Dia kemudian memutuskan meminjam uang kepada teman dan bank dengan jaminan gaji bulanan.
Jumlahnya mencapai kisaran Rp90 juta untuk menutup tagihan di dua aplikasi pinjol tersebut.
Jumlahnya memang membengkak banyak, karena perhitungan limit yang harus dibayar dengan peminjaman yang dilakukan berulang-ulang.
Seusai dibayar, “aku pikir masalahnya bakal selesai. Ternyata tidak," ucapnya.
Ia masih mendapat teror. Serangan itu dilancarkan ke nomor ponsel teman-temannya.
Awal Juli, dia memutuskan melaporkan kejadian itu ke Polres Sleman.
Laporannya diterima di Reserse dan Kriminal.

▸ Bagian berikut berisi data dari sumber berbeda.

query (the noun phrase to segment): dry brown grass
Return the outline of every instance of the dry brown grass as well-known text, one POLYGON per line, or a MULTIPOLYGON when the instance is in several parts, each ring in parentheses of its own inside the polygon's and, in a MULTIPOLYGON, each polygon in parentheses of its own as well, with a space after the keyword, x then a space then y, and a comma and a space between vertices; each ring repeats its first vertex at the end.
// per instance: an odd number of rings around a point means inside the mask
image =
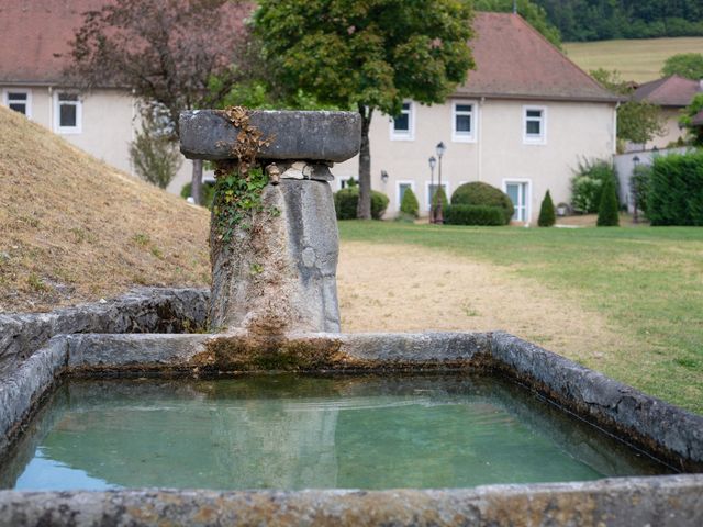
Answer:
POLYGON ((205 285, 209 214, 0 108, 0 312, 205 285))
POLYGON ((561 291, 416 246, 344 243, 338 288, 344 332, 502 329, 593 368, 636 345, 561 291))

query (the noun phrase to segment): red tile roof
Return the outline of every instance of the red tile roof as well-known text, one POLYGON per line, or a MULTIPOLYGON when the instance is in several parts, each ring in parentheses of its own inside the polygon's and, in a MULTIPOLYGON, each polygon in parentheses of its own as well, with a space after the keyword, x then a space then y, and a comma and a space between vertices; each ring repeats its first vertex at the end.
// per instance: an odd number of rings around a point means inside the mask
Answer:
POLYGON ((517 14, 476 13, 470 46, 477 68, 458 96, 621 100, 602 88, 517 14))
POLYGON ((105 3, 105 0, 11 0, 0 3, 0 79, 41 85, 59 80, 70 59, 68 41, 82 24, 82 13, 105 3))
MULTIPOLYGON (((69 64, 82 13, 110 0, 13 0, 0 4, 0 80, 54 83, 69 64)), ((472 97, 617 101, 521 16, 477 13, 477 70, 457 93, 472 97)))
POLYGON ((688 106, 693 96, 700 91, 703 91, 700 81, 673 75, 640 85, 633 98, 636 101, 648 101, 660 106, 683 108, 688 106))

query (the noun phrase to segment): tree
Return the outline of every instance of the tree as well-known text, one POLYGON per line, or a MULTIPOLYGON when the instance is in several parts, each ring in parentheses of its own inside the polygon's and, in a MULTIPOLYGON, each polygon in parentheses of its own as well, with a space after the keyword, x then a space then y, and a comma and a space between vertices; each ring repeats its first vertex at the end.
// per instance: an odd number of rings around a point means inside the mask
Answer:
MULTIPOLYGON (((475 0, 473 9, 477 11, 510 13, 513 11, 513 0, 475 0)), ((561 49, 561 33, 549 22, 544 8, 529 0, 517 0, 517 13, 551 44, 561 49)))
POLYGON ((691 104, 683 110, 683 116, 679 121, 689 130, 691 143, 695 146, 703 146, 703 124, 699 122, 701 116, 703 116, 703 93, 696 93, 691 104))
POLYGON ((165 189, 180 168, 182 156, 172 136, 149 113, 142 119, 142 130, 130 143, 130 158, 136 173, 165 189))
MULTIPOLYGON (((178 138, 182 110, 213 105, 246 78, 238 52, 250 8, 227 0, 114 0, 88 11, 71 42, 69 80, 83 89, 134 90, 178 138), (236 65, 236 66, 233 66, 236 65), (210 86, 220 80, 220 90, 210 86)), ((193 161, 193 198, 200 203, 202 161, 193 161)))
POLYGON ((255 29, 289 90, 361 116, 359 204, 371 217, 369 127, 403 100, 443 102, 473 67, 470 0, 260 0, 255 29))
MULTIPOLYGON (((620 72, 599 68, 591 70, 593 77, 603 88, 623 97, 632 97, 632 86, 624 82, 620 72)), ((661 109, 647 101, 628 100, 617 109, 617 139, 638 145, 662 135, 666 132, 661 109)))
POLYGON ((703 53, 679 53, 670 56, 663 63, 661 75, 679 75, 692 80, 703 79, 703 53))
POLYGON ((599 227, 617 227, 620 225, 617 190, 612 179, 606 179, 603 186, 595 225, 599 227))
POLYGON ((547 190, 544 200, 542 200, 542 205, 539 206, 537 225, 540 227, 551 227, 555 223, 557 223, 557 217, 554 213, 554 202, 551 201, 551 195, 547 190))

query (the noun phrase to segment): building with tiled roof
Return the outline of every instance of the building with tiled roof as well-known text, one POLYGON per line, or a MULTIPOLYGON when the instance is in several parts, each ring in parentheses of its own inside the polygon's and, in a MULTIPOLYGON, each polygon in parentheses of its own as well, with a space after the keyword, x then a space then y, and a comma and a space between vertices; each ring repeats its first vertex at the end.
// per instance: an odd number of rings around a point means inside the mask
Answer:
MULTIPOLYGON (((406 101, 401 116, 373 117, 371 184, 391 199, 391 214, 409 188, 427 213, 439 169, 432 172, 428 158, 443 142, 447 195, 484 181, 511 197, 515 221, 536 223, 547 190, 555 203, 570 201, 579 162, 612 158, 621 98, 520 15, 476 13, 473 27, 476 70, 444 104, 406 101)), ((341 179, 357 177, 356 160, 335 169, 341 179)))
MULTIPOLYGON (((82 13, 109 0, 16 0, 0 4, 0 89, 3 103, 26 113, 94 156, 129 170, 135 100, 129 89, 76 93, 63 80, 82 13)), ((618 98, 598 85, 521 16, 477 13, 470 43, 477 69, 445 104, 406 101, 397 119, 371 124, 372 187, 391 198, 389 213, 413 188, 426 212, 438 170, 427 159, 435 145, 443 187, 450 195, 466 181, 506 191, 515 218, 529 222, 547 189, 570 199, 569 180, 582 159, 615 150, 618 98), (382 177, 383 175, 383 177, 382 177)), ((189 167, 169 187, 189 180, 189 167)), ((335 167, 337 182, 357 178, 358 164, 335 167)))
POLYGON ((696 93, 703 92, 703 80, 691 80, 678 75, 665 77, 639 85, 633 99, 647 101, 661 108, 665 133, 641 146, 641 149, 666 148, 685 136, 685 130, 679 125, 682 110, 688 106, 696 93))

Kemudian, di bulan yang sama mendatangi Direktorat Kriminal Khusus Polda DIY.
Namun, dia mengaku tidak bisa membuat laporan dengan alasan tertentu.
Ia justru disarankan jika berurusan dengan pinjol maka utang tidak perlu dibayar. "Sampai detik ini, mereka (pinjol) masih neror ke nomor ibu dan bapakku," tutur Intan.
Diperangi
Genderang perang terhadap pinjol ilegal saat ini sedang digalakkan penegak hukum. Sebab, dinilai sudah sangat meresahkan masyarakat.
Pada Kamis (14/10) malam, Direktorat Reserse Kriminal Khusus Polda Jabar bersama Polda DIY bahkan menggerebek kantor pinjol ilegal di Samirono, Caturtunggal, Depok, Sleman.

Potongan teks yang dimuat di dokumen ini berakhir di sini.